Registros da marca Bolsonaro feitos por Michelle podem abrir disputas jurídicas, apontam especialistas

Ampliação dos pedidos no INPI reacendeu debate sobre limites legais do uso comercial de sobrenomes ligados a figuras públicas e possíveis impactos eleitorais

A ex-primeira-dama Michelle Bolsonaro ampliou recentemente os registros vinculados ao sobrenome Bolsonaro junto ao Instituto Nacional da Propriedade Industrial, movimento que levantou discussões jurídicas sobre o uso comercial de nomes associados a figuras políticas de grande notoriedade nacional.

Especialistas em propriedade intelectual afirmam que integrantes da família podem solicitar o registro da marca “Bolsonaro”, desde que cumpram as exigências previstas na legislação brasileira. A advogada Monimar Leão Alves explicou que a análise realizada pelo INPI segue critérios técnicos rigorosos, principalmente em casos envolvendo sobrenomes conhecidos nacionalmente.

Segundo ela, a Lei de Propriedade Industrial estabelece restrições relacionadas ao uso de nomes civis, sobrenomes e direitos de imagem sem autorização dos titulares ou herdeiros. O órgão responsável pelo registro avalia possíveis conflitos familiares, além do risco de confusão para consumidores em relação à origem ou associação dos produtos comercializados.

A especialista destacou ainda que a forte ligação do sobrenome Bolsonaro com o ex-presidente Jair Bolsonaro faz com que o processo receba análise mais cuidadosa por parte do instituto, embora o procedimento não tenha, segundo ela, motivação político-partidária. De acordo com a advogada, o objetivo do órgão é garantir segurança jurídica e evitar interpretações equivocadas sobre apoio oficial ou vínculo direto entre produtos e figuras públicas.

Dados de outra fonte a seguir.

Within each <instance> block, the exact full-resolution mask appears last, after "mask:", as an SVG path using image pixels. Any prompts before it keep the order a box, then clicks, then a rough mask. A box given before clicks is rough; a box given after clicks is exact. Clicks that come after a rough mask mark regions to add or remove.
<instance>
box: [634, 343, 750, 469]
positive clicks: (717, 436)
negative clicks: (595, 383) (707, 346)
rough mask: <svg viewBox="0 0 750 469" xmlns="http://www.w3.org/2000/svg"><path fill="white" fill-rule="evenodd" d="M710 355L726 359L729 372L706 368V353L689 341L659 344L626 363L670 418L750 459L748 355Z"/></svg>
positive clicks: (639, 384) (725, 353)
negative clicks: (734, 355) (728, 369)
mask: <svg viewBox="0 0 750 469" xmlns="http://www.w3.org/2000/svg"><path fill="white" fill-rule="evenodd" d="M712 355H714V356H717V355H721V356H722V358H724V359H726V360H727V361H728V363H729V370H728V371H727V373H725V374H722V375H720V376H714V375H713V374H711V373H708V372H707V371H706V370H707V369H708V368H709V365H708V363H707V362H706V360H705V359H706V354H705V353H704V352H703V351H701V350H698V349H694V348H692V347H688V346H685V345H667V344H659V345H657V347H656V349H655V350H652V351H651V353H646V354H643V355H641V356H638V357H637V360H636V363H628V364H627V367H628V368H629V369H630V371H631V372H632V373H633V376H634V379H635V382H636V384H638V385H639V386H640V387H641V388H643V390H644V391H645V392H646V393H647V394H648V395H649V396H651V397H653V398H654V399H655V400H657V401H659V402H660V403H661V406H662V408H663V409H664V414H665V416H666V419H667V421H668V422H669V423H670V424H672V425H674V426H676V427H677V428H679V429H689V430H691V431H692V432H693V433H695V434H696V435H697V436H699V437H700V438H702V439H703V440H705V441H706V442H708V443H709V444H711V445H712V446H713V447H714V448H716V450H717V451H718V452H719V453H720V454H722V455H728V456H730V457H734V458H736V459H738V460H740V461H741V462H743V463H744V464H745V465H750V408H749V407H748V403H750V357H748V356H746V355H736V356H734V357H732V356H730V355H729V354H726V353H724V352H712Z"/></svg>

Outro ponto citado envolve o chamado “Princípio da Especialidade”, previsto na legislação de marcas. Pela regra, o registro garante proteção apenas dentro do segmento comercial em que a marca foi cadastrada. Assim, um eventual registro para roupas, por exemplo, não impediria automaticamente o uso do sobrenome em áreas diferentes, desde que não exista possibilidade de confusão entre os consumidores.

A especialista explicou que apenas marcas consideradas de “alto renome” possuem proteção ampla em todos os setores econômicos, situação normalmente aplicada a grandes empresas de alcance internacional.

Além das questões relacionadas à propriedade intelectual, a advogada alertou para possíveis implicações eleitorais envolvendo o uso comercial da marca Bolsonaro. Segundo ela, a exploração comercial intensiva de um sobrenome diretamente associado a um grupo político pode gerar questionamentos na Justiça Eleitoral caso exista entendimento de promoção política indireta ou utilização irregular da marca em campanhas e atividades eleitorais.

O debate ganhou repercussão após a divulgação de novos registros relacionados ao sobrenome da família Bolsonaro, aumentando as discussões sobre os limites entre uso comercial, direito de imagem e atividade política no país.